Meeting on 02/03: More on Kratzer 2021

On Thursday, February 3, 12:30-1:30pm, we will continue the discussion of the paper “Chasing Hook: Quantified Indicative Conditionals” by Angelika Kratzer (in Lee Walters & John Hawthorne (eds.): Conditionals, Probability, and Paradox: Themes from the Philosophy of Dorothy Edgington, 40-57.) The meeting will be in Oak 338 with an online option. See the email announcement for login information.

Meeting on 01/27: Kratzer 2021

On Thursday, January 27, 12:30-1:30pm, Muyi Yang will lead the discussion of the paper “Chasing Hook: Quantified Indicative Conditionals” by Angelika Kratzer (in Lee Walters & John Hawthorne (eds.): Conditionals, Probability, and Paradox: Themes from the Philosophy of Dorothy Edgington, 40-57.) The meeting will be online. See the email announcement for login information.

Talk of interest on 11/05: Sarah Murray (Cornell)

The UConn Logic Colloquium will feature Sarah Murray (Linguistics, Cornell) on Friday, November 5, 2:30-4:00pm. The talk will be held online. For login information, watch the email announcements or contact Stefan Kaufmann.

The Logic of Speech Acts: Sentential Force vs Utterance Force

Across languages, sentences are marked for sentence type, or sentential mood, e.g., declarative and interrogative. These sentence types are associated with speech acts: assertions and questions, respectively. However, sentential mood does not determine the force of an utterance of a sentence. We argue that the semantic contribution of sentential mood is a relation that constrains utterance force. This relation takes a proposition as an argument and uses it to affect a component of the context. The semantic constraint together with additional pragmatic factors produce utterance force.

This logic for speech acts involves a semantics for the three main sentence types found cross-linguistically (declarative, interrogative, imperative) as well as a distinction between speaker commitment and discourse reference. In addition to a semantics for sentential mood, this approach provides a framework for a range of phenomena, including evidentials, parentheticals, hedges, and “speech act modifiers”. We conclude by discussing the Linguistic Modification Thesis, the idea that linguistic material can only influence utterance force by influencing sentential force.

This talk is based on joint work with William Starr

Talk of interest on 10/01: Dilip Ninan (Tufts)

The UConn Logic Colloquium will feature Dilip Ninan (Philosophy, Tufts University) on Friday, October 1, 2:30-4:00pm, in ITE 336. Details can be found on the Logic Group website.

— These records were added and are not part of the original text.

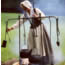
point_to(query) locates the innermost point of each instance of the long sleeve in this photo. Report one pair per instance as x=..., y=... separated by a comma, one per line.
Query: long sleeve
x=16, y=25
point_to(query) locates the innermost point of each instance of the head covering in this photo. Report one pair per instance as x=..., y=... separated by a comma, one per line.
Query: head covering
x=27, y=4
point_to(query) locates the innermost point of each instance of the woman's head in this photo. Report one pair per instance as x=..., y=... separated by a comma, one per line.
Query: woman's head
x=26, y=5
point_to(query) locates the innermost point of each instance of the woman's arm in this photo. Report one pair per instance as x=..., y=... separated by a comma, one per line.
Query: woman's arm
x=16, y=25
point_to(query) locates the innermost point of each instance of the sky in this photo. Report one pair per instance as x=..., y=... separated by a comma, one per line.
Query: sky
x=51, y=7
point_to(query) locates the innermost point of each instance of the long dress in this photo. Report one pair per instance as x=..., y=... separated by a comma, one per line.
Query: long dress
x=38, y=39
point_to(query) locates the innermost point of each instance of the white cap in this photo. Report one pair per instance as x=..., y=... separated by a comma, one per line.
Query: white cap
x=27, y=4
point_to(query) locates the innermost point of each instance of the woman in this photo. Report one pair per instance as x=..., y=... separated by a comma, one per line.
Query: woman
x=38, y=39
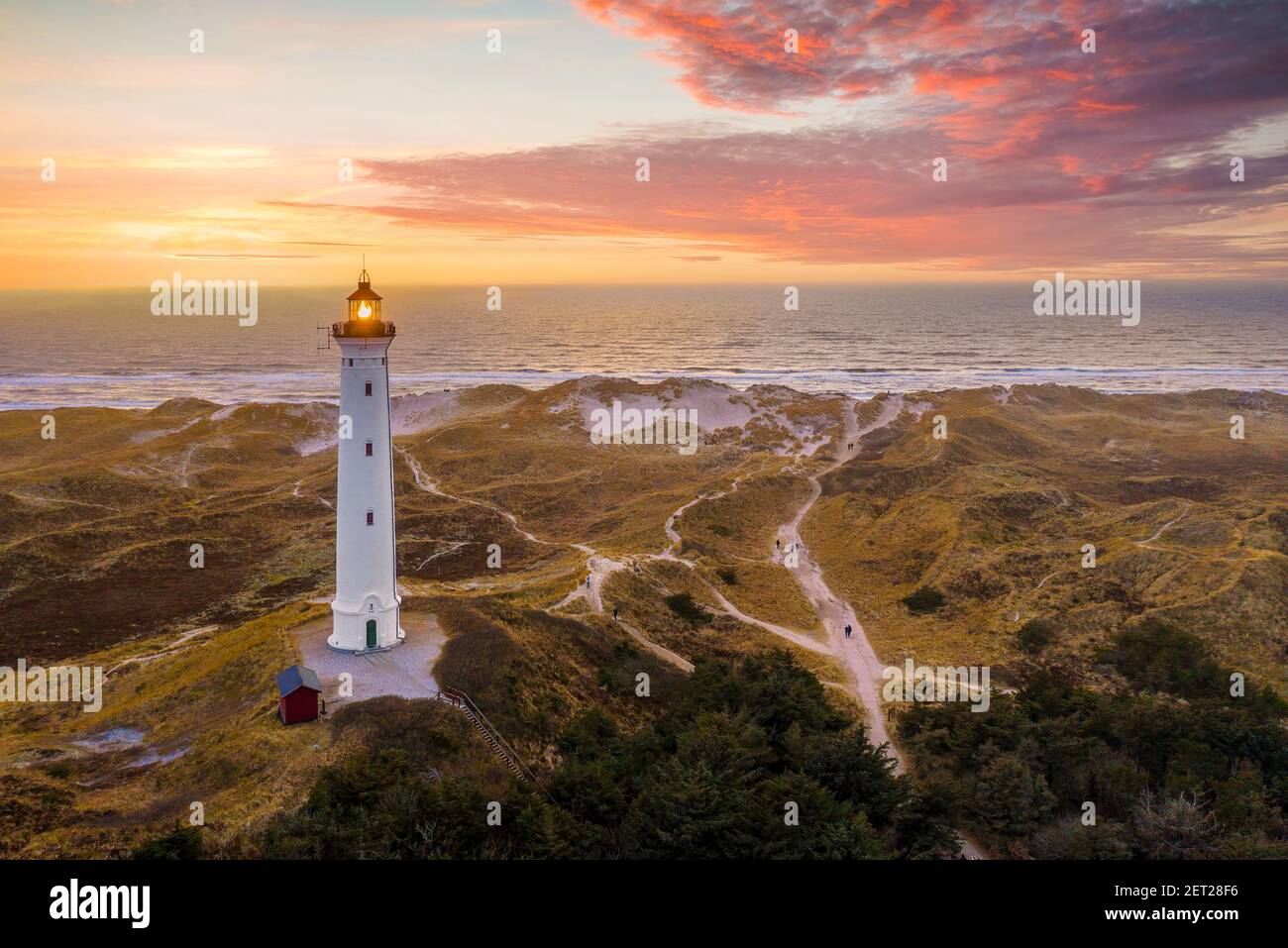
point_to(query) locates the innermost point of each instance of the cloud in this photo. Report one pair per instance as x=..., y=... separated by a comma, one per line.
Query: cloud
x=1055, y=158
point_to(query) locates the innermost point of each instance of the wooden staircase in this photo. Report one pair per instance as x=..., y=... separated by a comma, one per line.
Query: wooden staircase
x=500, y=746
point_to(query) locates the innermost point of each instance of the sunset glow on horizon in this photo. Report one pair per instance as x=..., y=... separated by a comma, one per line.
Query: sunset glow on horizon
x=520, y=165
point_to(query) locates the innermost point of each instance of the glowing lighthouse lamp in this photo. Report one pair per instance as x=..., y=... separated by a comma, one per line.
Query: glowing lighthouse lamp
x=366, y=607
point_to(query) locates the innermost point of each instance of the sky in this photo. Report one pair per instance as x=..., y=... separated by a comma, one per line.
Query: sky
x=787, y=141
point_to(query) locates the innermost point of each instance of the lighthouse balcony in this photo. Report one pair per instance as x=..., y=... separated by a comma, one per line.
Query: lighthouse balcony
x=362, y=329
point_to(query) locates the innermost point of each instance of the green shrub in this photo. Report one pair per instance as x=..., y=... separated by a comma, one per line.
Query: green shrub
x=684, y=608
x=1034, y=635
x=923, y=600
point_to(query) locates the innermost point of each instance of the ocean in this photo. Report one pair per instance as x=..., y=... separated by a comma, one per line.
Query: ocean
x=106, y=348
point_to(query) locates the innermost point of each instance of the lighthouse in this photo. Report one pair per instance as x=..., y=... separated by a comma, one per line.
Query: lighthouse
x=366, y=607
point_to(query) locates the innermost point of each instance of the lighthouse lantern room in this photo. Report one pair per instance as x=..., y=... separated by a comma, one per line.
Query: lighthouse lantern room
x=366, y=605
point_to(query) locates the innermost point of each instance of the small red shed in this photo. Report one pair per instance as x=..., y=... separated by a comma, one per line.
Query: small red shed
x=297, y=689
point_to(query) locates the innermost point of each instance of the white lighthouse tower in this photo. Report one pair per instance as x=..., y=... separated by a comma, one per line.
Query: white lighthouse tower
x=366, y=605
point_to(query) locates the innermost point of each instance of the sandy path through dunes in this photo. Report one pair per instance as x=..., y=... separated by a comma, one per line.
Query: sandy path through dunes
x=855, y=652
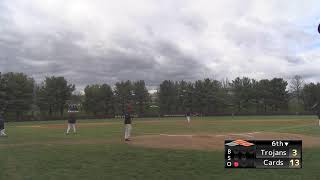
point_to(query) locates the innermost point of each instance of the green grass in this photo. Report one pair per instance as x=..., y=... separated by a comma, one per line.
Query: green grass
x=31, y=154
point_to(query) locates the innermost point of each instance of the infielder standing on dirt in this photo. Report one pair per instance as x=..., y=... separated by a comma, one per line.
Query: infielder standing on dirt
x=71, y=123
x=2, y=130
x=128, y=126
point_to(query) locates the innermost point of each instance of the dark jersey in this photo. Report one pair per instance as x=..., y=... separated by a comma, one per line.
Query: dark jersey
x=72, y=120
x=127, y=118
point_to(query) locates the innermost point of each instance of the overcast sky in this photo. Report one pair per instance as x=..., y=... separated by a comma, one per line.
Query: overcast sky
x=101, y=41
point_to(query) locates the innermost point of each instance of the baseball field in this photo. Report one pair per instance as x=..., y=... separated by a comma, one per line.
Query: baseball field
x=161, y=148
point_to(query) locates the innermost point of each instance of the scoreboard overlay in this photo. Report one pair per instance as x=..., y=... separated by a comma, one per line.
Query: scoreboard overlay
x=262, y=154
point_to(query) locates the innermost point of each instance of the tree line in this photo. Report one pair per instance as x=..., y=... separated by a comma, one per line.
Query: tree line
x=20, y=95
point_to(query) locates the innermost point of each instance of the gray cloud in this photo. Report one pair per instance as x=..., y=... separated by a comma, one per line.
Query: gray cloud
x=97, y=42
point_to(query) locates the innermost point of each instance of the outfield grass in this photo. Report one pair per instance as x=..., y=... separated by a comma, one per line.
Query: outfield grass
x=44, y=153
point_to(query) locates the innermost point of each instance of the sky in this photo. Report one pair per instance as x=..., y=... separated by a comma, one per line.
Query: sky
x=102, y=41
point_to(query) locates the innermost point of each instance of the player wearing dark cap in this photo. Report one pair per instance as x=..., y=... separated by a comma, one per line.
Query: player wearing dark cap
x=127, y=126
x=2, y=130
x=71, y=123
x=188, y=115
x=318, y=114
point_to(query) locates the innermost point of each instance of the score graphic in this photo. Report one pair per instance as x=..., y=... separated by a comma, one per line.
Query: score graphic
x=263, y=154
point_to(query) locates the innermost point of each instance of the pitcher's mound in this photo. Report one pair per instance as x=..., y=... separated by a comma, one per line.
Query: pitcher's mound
x=215, y=141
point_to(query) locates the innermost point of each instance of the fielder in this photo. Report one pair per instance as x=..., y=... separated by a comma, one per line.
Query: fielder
x=188, y=115
x=127, y=126
x=2, y=130
x=318, y=114
x=71, y=123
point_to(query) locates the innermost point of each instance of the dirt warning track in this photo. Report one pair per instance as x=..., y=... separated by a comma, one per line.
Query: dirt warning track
x=215, y=141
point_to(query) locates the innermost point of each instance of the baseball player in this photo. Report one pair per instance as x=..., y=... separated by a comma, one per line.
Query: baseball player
x=188, y=115
x=71, y=123
x=318, y=114
x=128, y=126
x=2, y=130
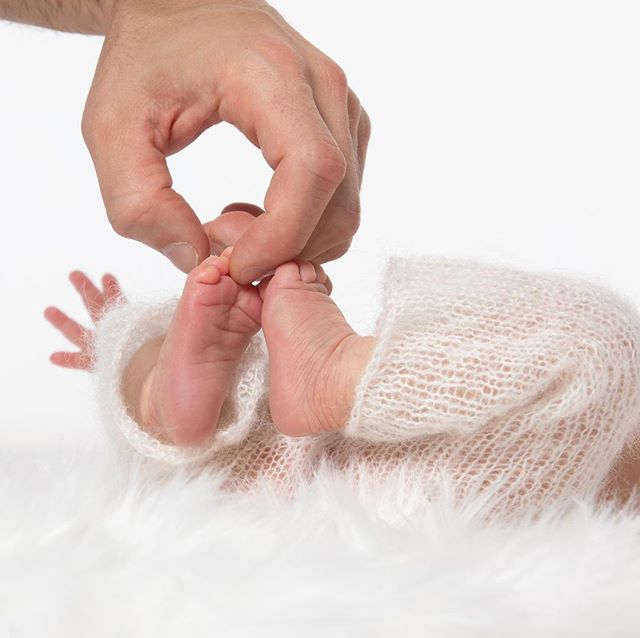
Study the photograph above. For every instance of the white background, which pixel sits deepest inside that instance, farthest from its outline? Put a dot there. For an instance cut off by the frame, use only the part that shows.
(505, 130)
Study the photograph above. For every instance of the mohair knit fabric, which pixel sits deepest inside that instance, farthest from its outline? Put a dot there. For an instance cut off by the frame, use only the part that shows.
(524, 388)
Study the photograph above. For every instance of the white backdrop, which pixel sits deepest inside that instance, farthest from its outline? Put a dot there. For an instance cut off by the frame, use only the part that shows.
(505, 130)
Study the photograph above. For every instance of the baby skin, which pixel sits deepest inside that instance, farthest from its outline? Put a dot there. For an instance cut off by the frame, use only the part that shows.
(175, 386)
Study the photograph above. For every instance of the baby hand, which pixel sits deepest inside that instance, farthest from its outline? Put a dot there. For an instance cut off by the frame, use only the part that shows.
(96, 301)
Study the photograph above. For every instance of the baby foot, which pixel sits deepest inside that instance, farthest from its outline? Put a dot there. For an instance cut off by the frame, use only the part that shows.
(315, 358)
(210, 330)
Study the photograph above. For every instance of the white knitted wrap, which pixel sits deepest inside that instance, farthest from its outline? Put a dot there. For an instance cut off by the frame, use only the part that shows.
(123, 330)
(522, 387)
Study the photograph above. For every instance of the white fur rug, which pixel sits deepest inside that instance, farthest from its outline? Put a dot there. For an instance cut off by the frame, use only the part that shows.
(87, 550)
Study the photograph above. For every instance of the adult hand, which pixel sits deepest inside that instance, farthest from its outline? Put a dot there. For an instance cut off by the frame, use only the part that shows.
(170, 69)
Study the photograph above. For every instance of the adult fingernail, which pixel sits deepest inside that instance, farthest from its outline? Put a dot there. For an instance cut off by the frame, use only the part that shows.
(182, 255)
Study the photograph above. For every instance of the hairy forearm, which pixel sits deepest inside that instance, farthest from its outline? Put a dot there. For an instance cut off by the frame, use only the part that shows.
(76, 16)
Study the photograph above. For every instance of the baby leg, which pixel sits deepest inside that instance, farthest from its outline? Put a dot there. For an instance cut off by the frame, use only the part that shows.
(175, 386)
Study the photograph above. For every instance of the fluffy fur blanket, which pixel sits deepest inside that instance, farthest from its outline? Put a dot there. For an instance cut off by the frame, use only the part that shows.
(89, 550)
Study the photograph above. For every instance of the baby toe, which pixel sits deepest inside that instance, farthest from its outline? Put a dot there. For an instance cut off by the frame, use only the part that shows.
(207, 272)
(288, 272)
(307, 272)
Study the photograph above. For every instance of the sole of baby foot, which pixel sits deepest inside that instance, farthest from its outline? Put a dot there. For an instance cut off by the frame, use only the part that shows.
(210, 330)
(315, 357)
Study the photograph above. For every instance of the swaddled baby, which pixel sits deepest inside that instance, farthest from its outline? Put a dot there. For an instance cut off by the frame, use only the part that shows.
(521, 388)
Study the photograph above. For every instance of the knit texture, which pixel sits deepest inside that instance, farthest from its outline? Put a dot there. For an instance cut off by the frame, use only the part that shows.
(523, 388)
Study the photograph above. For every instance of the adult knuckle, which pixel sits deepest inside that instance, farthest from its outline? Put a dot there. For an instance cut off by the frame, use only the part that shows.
(274, 51)
(336, 76)
(126, 216)
(365, 127)
(326, 162)
(353, 106)
(97, 123)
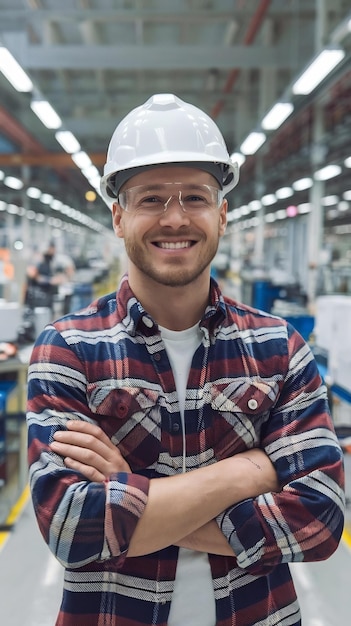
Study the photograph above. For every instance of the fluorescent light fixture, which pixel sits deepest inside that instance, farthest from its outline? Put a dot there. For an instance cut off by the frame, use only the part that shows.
(56, 204)
(302, 183)
(81, 159)
(47, 115)
(327, 172)
(291, 210)
(33, 192)
(305, 207)
(13, 182)
(319, 68)
(252, 142)
(238, 158)
(268, 199)
(343, 205)
(46, 198)
(277, 115)
(284, 192)
(68, 141)
(330, 200)
(13, 71)
(270, 218)
(254, 205)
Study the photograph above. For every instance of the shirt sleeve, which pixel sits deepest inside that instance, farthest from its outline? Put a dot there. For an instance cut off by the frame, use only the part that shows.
(81, 521)
(304, 521)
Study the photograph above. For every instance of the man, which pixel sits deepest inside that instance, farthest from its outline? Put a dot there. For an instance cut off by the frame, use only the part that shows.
(180, 444)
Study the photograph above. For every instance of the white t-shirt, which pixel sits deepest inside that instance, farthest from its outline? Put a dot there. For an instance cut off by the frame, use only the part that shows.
(193, 601)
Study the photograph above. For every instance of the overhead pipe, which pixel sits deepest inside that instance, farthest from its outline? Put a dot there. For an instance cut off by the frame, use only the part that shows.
(254, 26)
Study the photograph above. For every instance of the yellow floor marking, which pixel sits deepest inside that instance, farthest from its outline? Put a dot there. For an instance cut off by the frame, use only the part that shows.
(14, 514)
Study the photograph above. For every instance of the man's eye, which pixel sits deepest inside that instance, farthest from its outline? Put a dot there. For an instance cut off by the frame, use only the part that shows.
(150, 200)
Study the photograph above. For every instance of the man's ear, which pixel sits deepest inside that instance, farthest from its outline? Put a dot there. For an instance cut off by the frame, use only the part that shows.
(117, 213)
(223, 217)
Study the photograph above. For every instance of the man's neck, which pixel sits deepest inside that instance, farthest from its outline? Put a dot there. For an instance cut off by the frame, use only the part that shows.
(175, 308)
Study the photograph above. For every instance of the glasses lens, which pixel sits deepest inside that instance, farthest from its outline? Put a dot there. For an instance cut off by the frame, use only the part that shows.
(156, 199)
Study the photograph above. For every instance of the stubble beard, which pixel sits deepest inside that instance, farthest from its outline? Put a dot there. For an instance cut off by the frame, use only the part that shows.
(174, 275)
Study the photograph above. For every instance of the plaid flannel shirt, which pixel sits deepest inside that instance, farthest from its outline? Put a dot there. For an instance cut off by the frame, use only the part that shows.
(253, 383)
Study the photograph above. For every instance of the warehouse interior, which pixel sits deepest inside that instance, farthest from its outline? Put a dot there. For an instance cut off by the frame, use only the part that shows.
(70, 71)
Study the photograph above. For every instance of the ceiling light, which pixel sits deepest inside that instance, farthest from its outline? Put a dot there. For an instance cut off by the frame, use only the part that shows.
(270, 217)
(255, 205)
(33, 192)
(47, 115)
(238, 158)
(319, 68)
(330, 200)
(305, 207)
(13, 71)
(68, 141)
(277, 115)
(81, 159)
(291, 210)
(46, 198)
(284, 192)
(268, 199)
(302, 183)
(252, 142)
(327, 172)
(13, 182)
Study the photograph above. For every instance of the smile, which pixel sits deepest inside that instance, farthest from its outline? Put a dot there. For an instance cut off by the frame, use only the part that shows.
(174, 245)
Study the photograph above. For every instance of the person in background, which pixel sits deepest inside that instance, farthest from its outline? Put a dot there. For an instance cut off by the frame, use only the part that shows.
(181, 448)
(43, 280)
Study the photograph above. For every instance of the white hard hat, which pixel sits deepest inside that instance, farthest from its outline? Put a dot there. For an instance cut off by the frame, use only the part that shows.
(166, 130)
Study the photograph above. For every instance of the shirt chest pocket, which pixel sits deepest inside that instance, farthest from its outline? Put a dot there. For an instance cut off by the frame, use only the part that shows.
(130, 416)
(240, 409)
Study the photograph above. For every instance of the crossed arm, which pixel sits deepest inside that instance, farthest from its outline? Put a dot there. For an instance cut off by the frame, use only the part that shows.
(180, 509)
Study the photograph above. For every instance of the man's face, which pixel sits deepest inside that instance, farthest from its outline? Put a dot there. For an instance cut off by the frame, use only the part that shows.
(174, 247)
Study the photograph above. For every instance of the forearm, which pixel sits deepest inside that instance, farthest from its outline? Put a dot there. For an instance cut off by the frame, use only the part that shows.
(179, 505)
(209, 538)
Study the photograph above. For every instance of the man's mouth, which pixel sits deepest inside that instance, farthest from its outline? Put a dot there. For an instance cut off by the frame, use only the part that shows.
(173, 245)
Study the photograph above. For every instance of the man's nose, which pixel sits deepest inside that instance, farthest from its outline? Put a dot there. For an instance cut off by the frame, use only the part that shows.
(178, 197)
(174, 213)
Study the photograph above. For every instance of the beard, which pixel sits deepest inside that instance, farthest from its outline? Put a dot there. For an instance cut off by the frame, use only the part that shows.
(173, 273)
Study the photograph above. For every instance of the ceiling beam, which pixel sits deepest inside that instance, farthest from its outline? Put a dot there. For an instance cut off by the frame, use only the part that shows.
(59, 160)
(134, 57)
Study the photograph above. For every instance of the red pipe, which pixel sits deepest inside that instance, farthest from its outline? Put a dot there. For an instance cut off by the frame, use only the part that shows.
(18, 134)
(249, 37)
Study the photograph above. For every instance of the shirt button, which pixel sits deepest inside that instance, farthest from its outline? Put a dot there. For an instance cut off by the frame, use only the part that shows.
(149, 323)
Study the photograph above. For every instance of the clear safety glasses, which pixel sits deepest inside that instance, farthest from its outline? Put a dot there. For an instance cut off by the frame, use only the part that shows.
(155, 199)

An Expressivist Theory of Taste Predicates

Simple taste predications typically come with an ‘acquaintance requirement’: they normally require the speaker to have had a certain kind of first-hand experience with the object of predication. For example, if I told you that the crème caramel is delicious, you would ordinarily assume that I have actually tasted the crème caramel and am not simply relying on the testimony of others. The present essay argues in favor of a ‘lightweight’ expressivist account of the acquaintance requirement. This account consists of a recursive semantics and a ‘supervaluational’ account of assertion; it is compatible with a number of different accounts of truth and content, including contextualism, relativism, and purer forms of expressivism. The principal argument in favor of this account is that it correctly predicts a wide range of data concerning how the acquaintance requirement interacts with Boolean connectives, generalized quantifiers, epistemic modals, and attitude verbs.